Troll - it depends on if you wash them or not. The chicken puts on a natural coating called bloom that allows a chicken egg to stay completely viable in just about any weather or conditions for the couple of weeks that it takes for the chicken to lay enough eggs to have a complete clutch. After that if you don't wash the bloom off and store it at room temp in your house those eggs will taste and be almost as nutritious as the day they were laid for months. If you want to go longer they used to preserve eggs by immersing them in a good quality olive oil. Why eggs go bad is because the shells are porous and it is oxygenation that breaks the interiors down over time. Olive oil in a way prolongs the bloom effect.
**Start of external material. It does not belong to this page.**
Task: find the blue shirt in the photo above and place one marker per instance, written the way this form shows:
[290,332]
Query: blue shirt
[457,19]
But in the "olden days" they used certain techniques to help eggs to ferment properly. If you do this then you can have eggs that would be better than good for years. I have never tried to ferment eggs though because mine never last very long at all.
You have to start with good fresh eggs from chickens that were fed right and that are not washed. That's the ticket. If you are talking about having a store for at least half a year (I would think - but google it) all you need is some olive oil. The whites break down before the yolks by the way as they are closest to the shell and get the oxygenation first. The white is only backup nutrition for the growing chick and a buffer for shocks etc. Make sure your egg yolks are round, the whites are thick and those stringy things on the end are still there. Those stringy things are what hold the inside of the egg to the shell in place and are the first thing to break down as the inside starts to separate from the shell with oxygenation.
I learned all this kind of stuff years back when I was studying chicken books before I got my girls. If you really want to understand eggs - it's the chicken nerds ya gotta ask.
Oh - and don't put your eggs in plastic please. Why eat plastic as shells are absorbent? Yuck. There are many better things to store them in than that. They used to store eggs in ashes from the fire. I'm not sure about that either. They used to bury them too. But when researching it I decided that olive oil was the best choice.